For instance, the agency’s Stormbrew programme, Greenwald writes, “gives the NSA access to Internet and telephone traffic that enters the US at various ‘choke points’ on US soil. It exploits the fact that the vast majority of the world’s Internet traffic at some point flows through the US communications infrastructure — a residual byproduct of the central role that the country had played in developing the network.” According to the NSA, he says, Stormbrew “is currently comprised of very sensitive relationships with two US telecom providers (cover terms ARTIFICE and WOLFPOINT)”; the identity of such corporate partners, he adds, “is one of the most closely guarded secrets in the NSA.”

Greenwald portrays Snowden — regarded by some as a heroic whistle-blower, by others as a traitor — as a courageous idealist who felt he needed to act on his beliefs. That outlook, Greenwald suggests, was partly shaped by books Snowden read growing up — Greek mythology and The Hero With a Thousand Faces by Joseph Campbell, which convinced Snowden that, in his own words, “it is we who infuse life with meaning through our actions and the stories we create with them.”

Snowden also confided “with a hint of embarrassment,” Greenwald writes, that video games had taught him certain lessons. As Snowden put it: “The protagonist is often an ordinary person, who finds himself faced with grave injustices from powerful forces and has the choice to flee in fear or to fight for his beliefs. And history also shows that seemingly ordinary people who are sufficiently resolute about justice can triumph over the most formidable adversaries.”

In the course of this book, Greenwald describes how he received his first communication from Snowden on December 1, 2012, though he had no idea who it was from. The email came from someone calling himself Cincinnatus and urged Greenwald to begin using PGP encryption so that Cincinnatus could communicate with him securely.
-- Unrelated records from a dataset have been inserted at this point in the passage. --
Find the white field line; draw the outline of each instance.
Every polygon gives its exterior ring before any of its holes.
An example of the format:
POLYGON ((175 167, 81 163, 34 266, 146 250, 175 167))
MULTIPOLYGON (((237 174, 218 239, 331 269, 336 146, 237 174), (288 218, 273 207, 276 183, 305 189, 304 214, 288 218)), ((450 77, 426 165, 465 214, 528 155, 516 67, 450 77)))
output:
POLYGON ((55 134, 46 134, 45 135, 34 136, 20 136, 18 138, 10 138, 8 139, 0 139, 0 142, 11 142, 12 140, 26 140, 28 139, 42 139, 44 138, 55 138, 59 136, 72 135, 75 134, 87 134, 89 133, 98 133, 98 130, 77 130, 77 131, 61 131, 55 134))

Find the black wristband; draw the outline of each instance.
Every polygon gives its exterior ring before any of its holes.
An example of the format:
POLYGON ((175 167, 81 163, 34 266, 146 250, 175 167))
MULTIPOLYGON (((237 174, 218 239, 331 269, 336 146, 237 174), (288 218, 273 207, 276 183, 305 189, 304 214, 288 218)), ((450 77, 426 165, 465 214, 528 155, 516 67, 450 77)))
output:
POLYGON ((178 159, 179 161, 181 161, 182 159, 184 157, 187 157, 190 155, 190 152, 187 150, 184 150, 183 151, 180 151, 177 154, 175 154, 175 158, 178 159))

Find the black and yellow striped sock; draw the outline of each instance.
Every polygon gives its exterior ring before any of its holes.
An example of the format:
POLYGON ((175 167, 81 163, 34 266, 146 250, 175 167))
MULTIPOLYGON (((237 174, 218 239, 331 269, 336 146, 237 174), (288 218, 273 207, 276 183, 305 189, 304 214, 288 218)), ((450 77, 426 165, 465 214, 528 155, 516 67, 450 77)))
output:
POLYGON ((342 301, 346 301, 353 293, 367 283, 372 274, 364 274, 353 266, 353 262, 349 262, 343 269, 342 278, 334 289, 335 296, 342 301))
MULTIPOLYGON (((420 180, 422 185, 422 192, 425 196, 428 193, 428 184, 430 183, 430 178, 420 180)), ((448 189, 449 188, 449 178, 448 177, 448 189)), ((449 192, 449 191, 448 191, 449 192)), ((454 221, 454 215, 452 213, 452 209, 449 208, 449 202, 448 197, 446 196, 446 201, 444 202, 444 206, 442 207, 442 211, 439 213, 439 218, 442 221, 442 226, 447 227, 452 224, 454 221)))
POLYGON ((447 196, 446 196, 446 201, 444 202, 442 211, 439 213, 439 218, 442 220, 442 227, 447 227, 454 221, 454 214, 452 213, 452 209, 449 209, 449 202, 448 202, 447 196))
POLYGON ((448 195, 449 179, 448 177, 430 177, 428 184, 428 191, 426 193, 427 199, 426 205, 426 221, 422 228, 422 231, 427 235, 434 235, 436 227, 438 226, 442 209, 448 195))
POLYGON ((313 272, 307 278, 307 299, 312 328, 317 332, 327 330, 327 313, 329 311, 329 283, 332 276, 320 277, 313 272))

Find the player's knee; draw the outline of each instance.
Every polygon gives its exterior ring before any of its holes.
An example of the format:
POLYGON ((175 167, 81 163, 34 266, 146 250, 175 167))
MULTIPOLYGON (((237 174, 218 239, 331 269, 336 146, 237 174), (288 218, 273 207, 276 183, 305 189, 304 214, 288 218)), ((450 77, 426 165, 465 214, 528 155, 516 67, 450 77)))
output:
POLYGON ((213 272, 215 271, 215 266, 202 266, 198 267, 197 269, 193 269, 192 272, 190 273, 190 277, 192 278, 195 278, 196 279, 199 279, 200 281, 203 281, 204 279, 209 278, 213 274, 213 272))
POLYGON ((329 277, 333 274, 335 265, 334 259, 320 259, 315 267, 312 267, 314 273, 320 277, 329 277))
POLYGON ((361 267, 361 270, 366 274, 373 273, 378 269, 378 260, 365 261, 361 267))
Busy with other projects, Greenwald procrastinated about installing the encryption programme, and Snowden was only able to make contact with him months later, through Poitras.

According to Greenwald, Snowden would later describe his frustration: “Here am I ready to risk my liberty, perhaps even my life, to hand this guy thousands of Top Secret documents from the nation’s most secretive agency — a leak that will produce dozens if not hundreds of huge journalistic scoops. And he can’t even be bothered to install an encryption programme.”

The most gripping sections of No Place to Hide recount Greenwald and Poitras’ 10-day trip to Hong Kong, where they and The Guardian’s veteran correspondent Ewen MacAskill met with Snowden in his hotel room. Greenwald describes the tradecraft they employed (removing batteries from their cellphones, or placing the phones in the minibar refrigerator) to avoid detection; his initial five-hour, litigator-like grilling of Snowden; and the “giddy gallows humour” that later crept into their conversations (“I call the bottom bunk at Gitmo,” Snowden reportedly joked).

Greenwald writes that Snowden said one turning point in his decision to become a leaker came in 2010, when he was working as an NSA contractor in Japan. “The stuff I saw really began to disturb me,” Snowden recalled. “I could watch drones in real time as they surveilled the people they might kill.” He added: “I watched NSA tracking people’s Internet activities as they typed. I became aware of just how invasive US surveillance capabilities had become. I realised the true breadth of this system. And almost nobody knew it was happening.” The makers of our Constitution, Brandeis argued, conferred “the right to be let alone.”